Yinet Fundora Rivera a raconté dans une vidéo publiée sur Facebook qu'elle a appris, après avoir reçu un appel de sa propre mère, que Cristian, aujourd'hui âgé de 20 ans et résident à l'étranger depuis plusieurs années, était apparu à la télévision cubaine.
L'image montre un enfant avec une condition oculaire et est accompagnée du message : « Il ne devrait pas manquer son traitement / des milliers de patients dépendent chaque jour de médicaments essentiels », à côté du logo de la campagne « Cuba n'est pas une menace, le blocus si », diffusée par la Télévision Cubaine lors d'une conférence de presse du ministre des Relations Étrangères Bruno Rodríguez Parrilla.
«Messieurs, cet enfant que vous voyez sur la photo avait six ans à l'époque», expliqua Fundora.
Selon ses dires, la photographie avait été prise à l'origine pour une exposition et a ensuite circulé à l'intérieur et à l'extérieur de Cuba. «Cette photo de Cristian a voyagé à travers le monde», a-t-il souligné.
La mère a particulièrement remis en question le fait qu'une image datant d'il y a environ 14 ans soit utilisée maintenant pour illustrer le manque de médicaments sur l'île.
«Messieurs, cet enfant a 20 ans, monsieur.

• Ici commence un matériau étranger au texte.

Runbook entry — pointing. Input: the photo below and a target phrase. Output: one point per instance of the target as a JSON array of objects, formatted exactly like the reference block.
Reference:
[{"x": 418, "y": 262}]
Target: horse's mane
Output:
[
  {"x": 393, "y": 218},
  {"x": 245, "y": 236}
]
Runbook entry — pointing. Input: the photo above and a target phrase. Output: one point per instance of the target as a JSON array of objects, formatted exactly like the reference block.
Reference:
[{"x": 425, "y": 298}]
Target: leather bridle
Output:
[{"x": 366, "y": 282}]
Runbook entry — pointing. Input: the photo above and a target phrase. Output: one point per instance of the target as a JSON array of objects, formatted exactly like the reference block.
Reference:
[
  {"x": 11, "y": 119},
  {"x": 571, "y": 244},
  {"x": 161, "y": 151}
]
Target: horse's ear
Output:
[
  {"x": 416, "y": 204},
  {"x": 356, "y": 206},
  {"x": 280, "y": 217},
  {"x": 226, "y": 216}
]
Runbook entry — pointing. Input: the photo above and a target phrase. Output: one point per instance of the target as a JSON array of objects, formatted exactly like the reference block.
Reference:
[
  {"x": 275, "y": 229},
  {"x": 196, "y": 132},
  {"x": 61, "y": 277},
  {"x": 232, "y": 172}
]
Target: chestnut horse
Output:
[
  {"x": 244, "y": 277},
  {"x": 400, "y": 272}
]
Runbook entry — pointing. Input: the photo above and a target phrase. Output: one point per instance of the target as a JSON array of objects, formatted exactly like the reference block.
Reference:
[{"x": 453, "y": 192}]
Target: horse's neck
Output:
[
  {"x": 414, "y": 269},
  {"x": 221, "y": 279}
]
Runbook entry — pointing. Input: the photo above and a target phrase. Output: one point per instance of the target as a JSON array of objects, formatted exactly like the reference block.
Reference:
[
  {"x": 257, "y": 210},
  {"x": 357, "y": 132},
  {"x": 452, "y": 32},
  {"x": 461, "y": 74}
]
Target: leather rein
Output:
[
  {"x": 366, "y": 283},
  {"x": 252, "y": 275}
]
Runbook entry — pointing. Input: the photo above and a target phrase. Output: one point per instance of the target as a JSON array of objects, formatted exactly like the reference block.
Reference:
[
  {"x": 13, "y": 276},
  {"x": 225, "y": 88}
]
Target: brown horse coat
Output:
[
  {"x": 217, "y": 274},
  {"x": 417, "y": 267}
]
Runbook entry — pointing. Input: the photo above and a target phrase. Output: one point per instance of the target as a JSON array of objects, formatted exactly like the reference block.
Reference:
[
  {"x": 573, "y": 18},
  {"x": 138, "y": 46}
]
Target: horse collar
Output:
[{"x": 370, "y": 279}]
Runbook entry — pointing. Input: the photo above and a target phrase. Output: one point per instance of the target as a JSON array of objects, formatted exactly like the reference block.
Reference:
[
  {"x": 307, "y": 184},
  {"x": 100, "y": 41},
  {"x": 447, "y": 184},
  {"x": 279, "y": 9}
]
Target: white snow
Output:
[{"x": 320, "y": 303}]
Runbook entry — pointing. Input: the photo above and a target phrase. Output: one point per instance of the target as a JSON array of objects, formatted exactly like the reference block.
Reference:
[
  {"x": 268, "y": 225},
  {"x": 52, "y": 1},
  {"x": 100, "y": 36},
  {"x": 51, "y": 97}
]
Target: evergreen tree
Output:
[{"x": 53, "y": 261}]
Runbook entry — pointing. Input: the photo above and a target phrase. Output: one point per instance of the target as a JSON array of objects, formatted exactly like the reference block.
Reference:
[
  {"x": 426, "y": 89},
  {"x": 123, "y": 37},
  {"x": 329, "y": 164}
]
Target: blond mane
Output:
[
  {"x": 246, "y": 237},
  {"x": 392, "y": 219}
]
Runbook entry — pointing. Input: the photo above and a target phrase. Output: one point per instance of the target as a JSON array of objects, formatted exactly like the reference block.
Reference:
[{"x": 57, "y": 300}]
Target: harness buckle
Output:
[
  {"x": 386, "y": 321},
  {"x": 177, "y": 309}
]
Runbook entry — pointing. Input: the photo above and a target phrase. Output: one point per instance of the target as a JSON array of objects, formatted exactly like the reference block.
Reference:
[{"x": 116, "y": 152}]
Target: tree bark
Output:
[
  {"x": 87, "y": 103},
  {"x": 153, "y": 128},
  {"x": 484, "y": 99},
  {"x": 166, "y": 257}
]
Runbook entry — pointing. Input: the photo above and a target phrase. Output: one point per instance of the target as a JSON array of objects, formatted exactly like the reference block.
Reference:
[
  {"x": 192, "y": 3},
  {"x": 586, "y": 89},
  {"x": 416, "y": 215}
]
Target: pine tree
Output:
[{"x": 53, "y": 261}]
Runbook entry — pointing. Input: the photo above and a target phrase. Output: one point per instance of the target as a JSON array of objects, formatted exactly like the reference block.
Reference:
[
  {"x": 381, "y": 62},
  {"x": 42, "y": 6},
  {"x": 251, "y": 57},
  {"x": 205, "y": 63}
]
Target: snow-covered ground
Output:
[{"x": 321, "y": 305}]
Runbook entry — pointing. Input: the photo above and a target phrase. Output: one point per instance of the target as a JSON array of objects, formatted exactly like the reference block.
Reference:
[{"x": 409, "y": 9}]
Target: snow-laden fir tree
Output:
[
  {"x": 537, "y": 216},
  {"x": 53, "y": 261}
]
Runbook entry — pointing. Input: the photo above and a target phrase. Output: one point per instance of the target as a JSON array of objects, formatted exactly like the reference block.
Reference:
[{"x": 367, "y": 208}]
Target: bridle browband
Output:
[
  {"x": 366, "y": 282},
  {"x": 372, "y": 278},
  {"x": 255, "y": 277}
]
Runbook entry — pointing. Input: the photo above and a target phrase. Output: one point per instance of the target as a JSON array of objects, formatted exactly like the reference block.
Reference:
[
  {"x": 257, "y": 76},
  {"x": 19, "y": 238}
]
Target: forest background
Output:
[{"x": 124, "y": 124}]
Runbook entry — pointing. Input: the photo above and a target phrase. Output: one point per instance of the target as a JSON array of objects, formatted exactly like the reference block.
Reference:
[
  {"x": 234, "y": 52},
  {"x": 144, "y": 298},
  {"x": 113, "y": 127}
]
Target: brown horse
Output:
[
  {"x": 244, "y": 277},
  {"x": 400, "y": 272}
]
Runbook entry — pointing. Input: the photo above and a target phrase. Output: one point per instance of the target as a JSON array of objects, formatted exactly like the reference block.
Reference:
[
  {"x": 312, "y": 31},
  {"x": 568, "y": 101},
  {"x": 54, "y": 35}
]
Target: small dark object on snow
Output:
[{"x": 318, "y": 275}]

Comment pouvez-vous mettre des photos de mon fils à six ans ? Des milliers de personnes ont besoin de médicaments, qu'est-ce que c'est que cela, par votre mère ?», a-t-elle réclamé.
Fundora a également précisé que son fils est actuellement citoyen américain et qu'il « ne réside plus à Cuba depuis très longtemps ».
En une deuxième vidéo, il a qualifié ce qui s'est passé de « manipulation éhontée et cruelle ».
«Prendre la photo de mon fils d'il y a de nombreuses années pour inventer une histoire qui n'a rien à voir avec sa réalité», a-t-elle dénoncé.
Face à des commentaires lui conseillant d'engager des poursuites judiciaires, la mère a répondu : « Poursuite, poursuite contre qui et où ? Je n'ai déjà plus rien à voir avec Cuba, même mon fils n'a rien à voir avec Cuba ».
La diffusion coïncide avec la campagne du gouvernement cubain autour de son rapport annuel sur l'embargo. Le ministre des Affaires étrangères Bruno Rodríguez Parrilla a présenté le document lundi lors d'une conférence de presse, où il a évalué les dommages accumulés à 178,700 milliards de dollars aux prix courants.
Ce n'est pas la première polémique concernant le usage de photographies d'enfants pour attribuer au blocus la responsabilité des problèmes sanitaires à Cuba.
En février, l'ancien espion Gerardo Hernández a été accusé d'utiliser la photographie d'un bébé argentin dans une publication sur les conséquences des sanctions américaines. En avril, Cubadebate a utilisé des cas d'enfants atteints de cancer pour dénoncer l'impact de l'embargo.